Please check the vet references of anyone seeking to adopt -- nothing tells you more about a prospective home. Video home checks (Facetime etc.) are also now common in dog adoptions.


----------



## MilkMan (Sep 23, 2020)

Magwart said:


> Please check the vet references of anyone seeking to adopt -- nothing tells you more about a prospective home. Video home checks (Facetime etc.) are also now common in dog adoptions.


Yeah I've looked all around, I've checked 2 people already and had to turn them down. I live in an area with a couple safe havens with decent people but nobody in those areas want him or can take him. And the people that do both are not gonna happen, especially since one of them was a backyard breeder and just wanted him for just that purpose in mind. It's been tough finding him a place. But I'll take a look at that I appreciate any help, he's such a good boy and I just want what's best for him.


----------



## MilkMan (Sep 23, 2020)

DougnLuna said:


> I'll get in touch with him and see if he's still looking. might take a few days..

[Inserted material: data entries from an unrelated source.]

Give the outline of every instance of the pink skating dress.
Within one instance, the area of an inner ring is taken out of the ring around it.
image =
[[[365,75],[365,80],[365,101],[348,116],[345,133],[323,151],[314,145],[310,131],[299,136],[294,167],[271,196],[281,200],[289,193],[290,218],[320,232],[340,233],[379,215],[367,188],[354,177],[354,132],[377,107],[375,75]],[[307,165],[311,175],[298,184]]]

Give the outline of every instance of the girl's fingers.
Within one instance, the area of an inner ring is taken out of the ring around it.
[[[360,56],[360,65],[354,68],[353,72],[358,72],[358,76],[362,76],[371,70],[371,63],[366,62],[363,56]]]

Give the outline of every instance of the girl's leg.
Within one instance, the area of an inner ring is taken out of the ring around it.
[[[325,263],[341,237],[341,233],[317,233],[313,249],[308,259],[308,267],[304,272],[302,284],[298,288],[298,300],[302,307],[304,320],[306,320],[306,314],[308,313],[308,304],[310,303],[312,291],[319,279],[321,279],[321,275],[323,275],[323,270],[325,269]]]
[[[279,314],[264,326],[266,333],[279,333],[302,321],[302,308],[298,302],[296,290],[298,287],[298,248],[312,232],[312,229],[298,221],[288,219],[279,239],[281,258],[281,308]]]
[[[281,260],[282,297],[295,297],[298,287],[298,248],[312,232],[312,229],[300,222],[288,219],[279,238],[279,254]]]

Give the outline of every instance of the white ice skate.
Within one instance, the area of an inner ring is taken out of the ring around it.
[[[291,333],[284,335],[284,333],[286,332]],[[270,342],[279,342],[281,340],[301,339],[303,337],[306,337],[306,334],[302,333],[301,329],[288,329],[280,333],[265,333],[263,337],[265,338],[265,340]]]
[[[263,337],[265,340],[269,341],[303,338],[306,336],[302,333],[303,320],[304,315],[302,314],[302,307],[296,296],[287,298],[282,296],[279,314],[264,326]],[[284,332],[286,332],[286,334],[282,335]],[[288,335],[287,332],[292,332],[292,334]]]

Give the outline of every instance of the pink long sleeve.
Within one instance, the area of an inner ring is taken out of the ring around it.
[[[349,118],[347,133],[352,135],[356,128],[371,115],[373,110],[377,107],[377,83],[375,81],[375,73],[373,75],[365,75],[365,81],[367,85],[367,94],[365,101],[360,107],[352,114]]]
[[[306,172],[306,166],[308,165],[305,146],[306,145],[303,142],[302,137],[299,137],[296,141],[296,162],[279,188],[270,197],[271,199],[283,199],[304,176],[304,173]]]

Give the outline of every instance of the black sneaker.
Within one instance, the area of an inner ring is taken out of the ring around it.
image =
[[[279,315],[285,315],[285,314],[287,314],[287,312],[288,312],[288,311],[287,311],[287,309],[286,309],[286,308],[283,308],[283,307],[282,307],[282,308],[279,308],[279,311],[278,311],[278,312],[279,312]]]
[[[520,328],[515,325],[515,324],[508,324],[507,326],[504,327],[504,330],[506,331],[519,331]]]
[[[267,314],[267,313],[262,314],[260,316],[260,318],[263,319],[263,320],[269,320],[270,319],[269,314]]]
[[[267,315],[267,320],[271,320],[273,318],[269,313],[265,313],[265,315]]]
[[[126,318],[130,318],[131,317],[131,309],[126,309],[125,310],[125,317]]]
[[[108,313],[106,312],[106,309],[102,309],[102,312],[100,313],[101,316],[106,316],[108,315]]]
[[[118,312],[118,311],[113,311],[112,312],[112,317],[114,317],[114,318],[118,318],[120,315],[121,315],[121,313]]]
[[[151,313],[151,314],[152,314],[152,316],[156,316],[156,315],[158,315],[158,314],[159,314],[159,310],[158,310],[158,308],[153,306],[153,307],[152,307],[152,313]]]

No problem I don't mind keeping him for a week or 2.


----------



## Magwart (Jul 8, 2012)

In the Deep South, backyard breeders are everywhere. There are some puppymillers who will even pose as "nice families" to get "cheap" or 'free" purebred dogs. One of the biggest reasons to neuter a dog down here before rehoming is to weed all of those people out so he won't fall into their hands. Has he been heartworm tested?


----------



## Cat Mom Adopts German Boy (Jan 4, 2021)

I'd love to hear an update when you find him a home! Thanks for caring.


----------



## WNGD (Jan 15, 2005)

Good looking boy, I hope you find him a nice home


----------



## DougnLuna (Apr 3, 2021)

MilkMan said:


> No problem I don't mind keeping him for a week or 2.


Sorry to say, I talked to him and he said he's holding out for a puppy. , I say a 1 yr old is still technically a puppy.. sorry to have taken so long to get hold of him.


----------